4 And said unto him, Run, speak to this young man, saying, Jerusalem shall be inhabited as towns without walls for the multitude of men and cattle therein:

Since cities are the inheritance of the Priests. Towns without walls are those without an inheritance in the priestly kingdom. This is a pronouncement, that Jerusalem has failed to be the spiritual and holy people God has called them to be and they are to be cut off.

There are two reasons for cutting them off:

There are lots of Adams and lots of beasts

Adams Adam is the same word used for the red which is the color of sin:

Isa 1:18 Come now, and let us reason together, saith the LORD: though your sins be as scarlet, they shall be as white as snow; though they be red like crimson, they shall be as wool.
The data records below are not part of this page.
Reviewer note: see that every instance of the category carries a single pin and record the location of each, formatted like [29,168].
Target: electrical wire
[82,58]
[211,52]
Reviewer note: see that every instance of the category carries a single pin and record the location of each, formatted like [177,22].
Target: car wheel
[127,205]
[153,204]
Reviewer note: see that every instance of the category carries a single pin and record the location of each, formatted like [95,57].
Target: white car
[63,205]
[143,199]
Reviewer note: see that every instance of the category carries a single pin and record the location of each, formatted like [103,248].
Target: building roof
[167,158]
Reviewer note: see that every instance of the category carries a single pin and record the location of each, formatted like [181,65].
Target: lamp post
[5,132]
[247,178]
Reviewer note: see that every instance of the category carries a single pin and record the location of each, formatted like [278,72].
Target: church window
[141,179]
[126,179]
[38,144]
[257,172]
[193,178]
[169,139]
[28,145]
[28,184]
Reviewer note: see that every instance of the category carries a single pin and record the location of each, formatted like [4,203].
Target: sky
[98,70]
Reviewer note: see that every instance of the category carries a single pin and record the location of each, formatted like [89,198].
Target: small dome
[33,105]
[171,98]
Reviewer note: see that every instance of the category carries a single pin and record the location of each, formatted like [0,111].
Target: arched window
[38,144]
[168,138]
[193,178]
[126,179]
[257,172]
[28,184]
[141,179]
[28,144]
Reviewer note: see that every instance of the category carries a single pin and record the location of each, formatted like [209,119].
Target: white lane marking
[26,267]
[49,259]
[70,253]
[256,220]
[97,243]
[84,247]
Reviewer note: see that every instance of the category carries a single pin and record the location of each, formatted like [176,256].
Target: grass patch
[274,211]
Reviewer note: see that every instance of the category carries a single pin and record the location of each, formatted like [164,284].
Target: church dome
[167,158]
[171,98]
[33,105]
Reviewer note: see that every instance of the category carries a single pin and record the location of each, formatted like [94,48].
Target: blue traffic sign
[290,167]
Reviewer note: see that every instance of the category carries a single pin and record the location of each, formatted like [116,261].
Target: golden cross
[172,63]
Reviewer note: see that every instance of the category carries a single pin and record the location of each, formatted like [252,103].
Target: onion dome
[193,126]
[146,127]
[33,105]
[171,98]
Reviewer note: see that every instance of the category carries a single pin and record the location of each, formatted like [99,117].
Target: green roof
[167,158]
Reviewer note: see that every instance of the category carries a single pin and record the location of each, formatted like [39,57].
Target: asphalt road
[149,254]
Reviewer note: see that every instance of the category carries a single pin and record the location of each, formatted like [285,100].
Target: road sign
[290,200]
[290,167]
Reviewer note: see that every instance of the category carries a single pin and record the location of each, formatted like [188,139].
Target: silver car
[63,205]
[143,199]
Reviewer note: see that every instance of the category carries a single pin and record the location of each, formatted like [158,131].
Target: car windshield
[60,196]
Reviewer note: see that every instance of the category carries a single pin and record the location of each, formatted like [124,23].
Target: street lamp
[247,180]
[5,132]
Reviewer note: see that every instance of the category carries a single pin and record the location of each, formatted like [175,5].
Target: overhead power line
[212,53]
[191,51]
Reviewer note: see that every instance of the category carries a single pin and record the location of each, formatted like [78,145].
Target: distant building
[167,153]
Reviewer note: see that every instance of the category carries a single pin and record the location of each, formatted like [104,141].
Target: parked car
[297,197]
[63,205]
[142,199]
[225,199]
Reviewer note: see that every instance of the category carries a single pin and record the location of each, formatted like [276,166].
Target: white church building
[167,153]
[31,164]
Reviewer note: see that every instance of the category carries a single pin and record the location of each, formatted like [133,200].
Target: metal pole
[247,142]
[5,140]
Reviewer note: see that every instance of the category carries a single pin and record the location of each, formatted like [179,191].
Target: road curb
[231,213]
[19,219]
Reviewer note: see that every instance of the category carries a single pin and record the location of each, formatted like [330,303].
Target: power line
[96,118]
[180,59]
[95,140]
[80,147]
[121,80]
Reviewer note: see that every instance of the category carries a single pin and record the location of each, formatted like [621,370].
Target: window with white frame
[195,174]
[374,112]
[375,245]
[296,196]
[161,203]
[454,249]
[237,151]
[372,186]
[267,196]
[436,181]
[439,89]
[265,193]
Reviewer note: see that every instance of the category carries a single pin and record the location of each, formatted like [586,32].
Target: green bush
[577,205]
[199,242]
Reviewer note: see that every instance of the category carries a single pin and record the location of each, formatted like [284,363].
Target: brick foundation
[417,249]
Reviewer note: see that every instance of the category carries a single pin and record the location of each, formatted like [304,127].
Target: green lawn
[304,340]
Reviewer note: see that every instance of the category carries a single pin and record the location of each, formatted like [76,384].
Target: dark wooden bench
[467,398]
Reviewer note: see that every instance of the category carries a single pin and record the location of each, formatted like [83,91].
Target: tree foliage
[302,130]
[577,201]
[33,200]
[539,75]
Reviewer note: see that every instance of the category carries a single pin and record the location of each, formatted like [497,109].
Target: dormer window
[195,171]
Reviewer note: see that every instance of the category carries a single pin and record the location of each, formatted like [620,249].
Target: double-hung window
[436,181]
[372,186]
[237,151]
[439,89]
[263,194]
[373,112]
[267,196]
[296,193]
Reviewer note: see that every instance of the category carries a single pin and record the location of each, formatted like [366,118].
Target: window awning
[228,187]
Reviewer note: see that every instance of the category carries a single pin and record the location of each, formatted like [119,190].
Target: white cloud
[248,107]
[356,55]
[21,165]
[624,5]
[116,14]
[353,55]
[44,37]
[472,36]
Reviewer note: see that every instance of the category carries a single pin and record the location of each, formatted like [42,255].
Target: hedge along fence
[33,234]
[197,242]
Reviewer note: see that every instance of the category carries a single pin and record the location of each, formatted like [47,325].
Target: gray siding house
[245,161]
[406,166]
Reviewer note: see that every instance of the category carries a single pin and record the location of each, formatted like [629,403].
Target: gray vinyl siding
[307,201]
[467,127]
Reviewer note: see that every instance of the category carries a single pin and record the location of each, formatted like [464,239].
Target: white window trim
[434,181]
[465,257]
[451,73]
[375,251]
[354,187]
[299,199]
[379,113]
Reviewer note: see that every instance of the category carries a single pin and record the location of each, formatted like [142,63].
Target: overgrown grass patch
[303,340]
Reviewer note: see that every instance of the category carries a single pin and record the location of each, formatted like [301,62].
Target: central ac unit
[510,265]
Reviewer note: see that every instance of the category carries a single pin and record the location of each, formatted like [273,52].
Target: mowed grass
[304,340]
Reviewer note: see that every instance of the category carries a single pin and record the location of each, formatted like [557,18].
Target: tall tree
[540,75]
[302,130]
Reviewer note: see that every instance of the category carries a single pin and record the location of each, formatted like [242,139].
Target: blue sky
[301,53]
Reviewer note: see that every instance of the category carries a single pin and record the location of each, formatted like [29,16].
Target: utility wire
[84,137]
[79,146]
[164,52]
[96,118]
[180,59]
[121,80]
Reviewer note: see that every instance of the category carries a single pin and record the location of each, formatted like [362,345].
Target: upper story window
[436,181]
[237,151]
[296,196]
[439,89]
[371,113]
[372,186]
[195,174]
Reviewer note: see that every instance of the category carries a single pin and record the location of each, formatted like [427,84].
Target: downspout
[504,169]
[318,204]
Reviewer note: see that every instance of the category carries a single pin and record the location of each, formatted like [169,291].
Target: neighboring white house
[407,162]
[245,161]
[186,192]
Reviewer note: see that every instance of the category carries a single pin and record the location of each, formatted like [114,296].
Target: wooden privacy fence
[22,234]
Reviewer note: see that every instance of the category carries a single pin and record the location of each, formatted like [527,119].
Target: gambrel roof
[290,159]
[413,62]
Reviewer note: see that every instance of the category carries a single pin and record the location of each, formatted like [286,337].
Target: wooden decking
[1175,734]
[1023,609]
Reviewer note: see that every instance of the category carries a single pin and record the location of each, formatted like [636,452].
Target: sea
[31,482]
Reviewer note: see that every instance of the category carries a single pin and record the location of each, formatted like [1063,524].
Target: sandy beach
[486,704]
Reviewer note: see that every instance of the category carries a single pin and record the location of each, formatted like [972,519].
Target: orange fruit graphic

They are being cut off for their multitude of sins like Adam's where he rebelled, knowing that he was sinning.

Beasts

As shown elsewhere, the nature of original sin is in placing the instinctive nature that we share with beasts (the flesh) before the word of God. The invective that Jerusalem is filled with beasts is another condemnation of their sins of the flesh, like Eve's.

The lock

The word for breadth is Rachab which is also the name of the prostitute. The sin of the prostitute is a rebellion against God being a symbol of idolatry.

The word for length refers to a physical (earthly) measurement of distance or time. The sins of the flesh are sins of deception as was Eve's. God is more tolerant of these sins. And the word for length also means patient. God was patient with Eve's sin, to the point that he did not condemn the world because of her. Sin came into the world because of Adam's rebellion.